Jeudi 2 mai
185 km pour 859 mètres de dénivelé.
Dans une épaisse grisaille le peloton quitte Monthléry. En s’échappant d’une banlieue morose, les cyclistes entament désormais un parcours qui serpente d’une vallée à l’autre. En suivant fidèlement le cours de la Juine nous ne pouvons éviter Méréville qui nous accueille pour une halte régénératrice. Désormais c’est l’immensité de la morne plaine Gâtinaise qui nous offre de longues lignes droites. Les éoliennes ont envahi l’espace, leur mouvement cadence notre allure avant de pénétrer dans la forêt d’Orléans. Fay-aux-Loges nous reçoit pour une restauration traditionnelle.
Après les bruines matinales, les averses prennent le relais dans une Sologne qui semble pleurer.

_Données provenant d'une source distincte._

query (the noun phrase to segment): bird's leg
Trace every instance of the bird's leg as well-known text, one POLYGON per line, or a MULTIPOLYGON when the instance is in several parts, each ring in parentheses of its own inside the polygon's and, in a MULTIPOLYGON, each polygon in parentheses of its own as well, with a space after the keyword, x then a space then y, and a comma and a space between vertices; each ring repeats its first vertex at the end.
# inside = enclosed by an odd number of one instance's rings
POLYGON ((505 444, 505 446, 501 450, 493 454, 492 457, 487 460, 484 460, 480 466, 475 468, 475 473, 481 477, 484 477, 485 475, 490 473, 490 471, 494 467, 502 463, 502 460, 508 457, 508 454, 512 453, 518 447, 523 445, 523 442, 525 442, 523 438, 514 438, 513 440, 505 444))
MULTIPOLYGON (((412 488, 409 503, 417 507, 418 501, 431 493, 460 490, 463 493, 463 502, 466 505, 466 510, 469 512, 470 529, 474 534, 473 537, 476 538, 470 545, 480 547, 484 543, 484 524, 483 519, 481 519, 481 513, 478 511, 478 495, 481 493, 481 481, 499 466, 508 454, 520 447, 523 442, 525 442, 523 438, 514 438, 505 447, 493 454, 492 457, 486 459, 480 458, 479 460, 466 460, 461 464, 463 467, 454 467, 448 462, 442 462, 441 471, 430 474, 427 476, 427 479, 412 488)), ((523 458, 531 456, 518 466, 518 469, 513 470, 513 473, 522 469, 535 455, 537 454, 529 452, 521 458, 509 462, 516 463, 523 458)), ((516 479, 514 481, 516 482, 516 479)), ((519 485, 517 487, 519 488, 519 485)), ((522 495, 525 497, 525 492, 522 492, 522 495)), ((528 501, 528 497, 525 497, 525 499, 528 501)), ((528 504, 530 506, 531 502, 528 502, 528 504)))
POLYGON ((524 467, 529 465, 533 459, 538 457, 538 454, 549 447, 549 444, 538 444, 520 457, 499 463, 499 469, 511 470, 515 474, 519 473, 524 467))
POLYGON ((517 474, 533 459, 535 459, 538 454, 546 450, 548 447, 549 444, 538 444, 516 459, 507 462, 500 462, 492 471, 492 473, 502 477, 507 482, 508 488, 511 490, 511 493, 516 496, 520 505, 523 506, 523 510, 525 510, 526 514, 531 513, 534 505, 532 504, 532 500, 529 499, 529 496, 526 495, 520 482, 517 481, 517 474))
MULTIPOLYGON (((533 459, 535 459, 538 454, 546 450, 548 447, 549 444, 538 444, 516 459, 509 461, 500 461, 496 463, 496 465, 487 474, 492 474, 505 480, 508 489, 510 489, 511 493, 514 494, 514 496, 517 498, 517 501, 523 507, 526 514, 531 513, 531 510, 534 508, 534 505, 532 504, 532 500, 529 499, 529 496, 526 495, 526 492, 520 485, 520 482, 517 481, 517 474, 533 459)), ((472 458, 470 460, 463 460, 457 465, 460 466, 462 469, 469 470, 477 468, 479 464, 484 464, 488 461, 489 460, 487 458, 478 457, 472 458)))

De ci de là, les étangs et les fossés regorgent de leur trop plein. Après une halte à la Ferté-Saint-Aubin 55 km nous séparent du terme de notre étape. Petite ville provinciale, Romorantin nous accueille sans aucune goutte. Quelques bâtiments témoignent d’un passé industriel dont les filatures étaient le fleuron. Je ne peux m’empêcher de poser la question : transformait-on les matières textiles en fil ou bien enseignait-on à devenir détective privé ?
Vendredi 3 mai
200 km pour 1449 mètres de dénivelé.
Malgré le soleil, une relative fraicheur s’est invitée au départ d’une étape en direction de l’ouest. Ce matin, selon le souhait de l’organisateur Bruno et moi-même assurons le capitanat. La Sologne est bien plus belle qu’hier, le relief toujours aussi plat permet de régénérer nos muscles endoloris par la première étape. En s’approchant petit à petit de la Loire, les bois disparaissent pour laisser la place aux vignobles secoués comme il se doit par la brise. Après ce long tronçon de 70 km, Amboise apparait ainsi que les nuages. Son château arbore fièrement son épaisse silhouette. La pause est bienvenue. Repartir, c’est délaisser la Loire par une longue côte qui nous offre sur son sommet un intense et court rafraichissement, il pleut des cordes. Une route, large et bosselée à l’infini, scinde le peloton. 35 kms nous séparent de Loches, alors que le vent redouble d’intensité. Enfin la cité d’Indre-et-Loire nous offre une descente salutaire mais surtout un excellent repas. Descendre pour manger, monter pour digérer et quitter la bourgade. Au loin de gros nuages noirs s’éloignent vers l’Est que nous délaissons fort heureusement. A la mi-temps de cet après-midi, pas besoin de philosopher en rejoignant Descartes même si l’on doit séparer le corps et l’esprit. C’est la fin de la Touraine, le début de la Nouvelle Aquitaine mais aussi d’un bon dénivelé positif. Comme habituellement Beaumont-Saint-Cyr nous reçoit tardivement. Les corps semblent éprouver.
Samedi 4 mai
179 km pour 1654 mètres de dénivelé.
Je pense à Nougaro : « la pluie fait des claquettes » sur le trottoir de Beaumont. Démarrer sous la pluie c’est démoralisant, seul le but de ce périple me permet de relativiser en le faisant pour une bonne cause. Ça dégouline de partout, plus personne ne veut de cette eau et pourtant il faut avancer. Une fois encore, je n’ai même pas le loisir et l’envie d’admirer la cité médiévale de Chauvigny, traversée en pleine nuit d’un Bordeaux-Paris en 1992. Il faudra bien qu’un jour je m’y arrête. A la mi-journée la pluie cesse quelque peu avant de rejoindre la petite auberge perdue au bord de la Blourde. Certaines et certains font sécher leurs vêtements entre l’entrée et le dessert. Désormais la Haute-Vienne épuise nos mollets, ça monte sans monter tout en montant. Comme il se doit la pluie est revenue, fidèle et de plus en plus froide. La chaleur de la petite salle de Bellac embue copieusement nos lunettes qui cachent très certainement notre légitime tristesse et notre désarroi. Néanmoins, il faut repartir, inconsciemment je me porte à l’avant et devient ainsi capitaine de route. Cette option me permet d’économiser la gomme de mes freins qui s’usent autant que mon moral. Pendant 35 kms je tente de débrancher mon cerveau avec pour seul espoir de retrouver le jet d’une douche chaude offerte par le lycée de Saint-Junien. Bruno le bienveillant me conte ses nombreuses poussettes administrées aux plus faibles, la musculature de son bras droit en atteste.
Dimanche 5 mai
170 km pour 1821 mètres de dénivelé.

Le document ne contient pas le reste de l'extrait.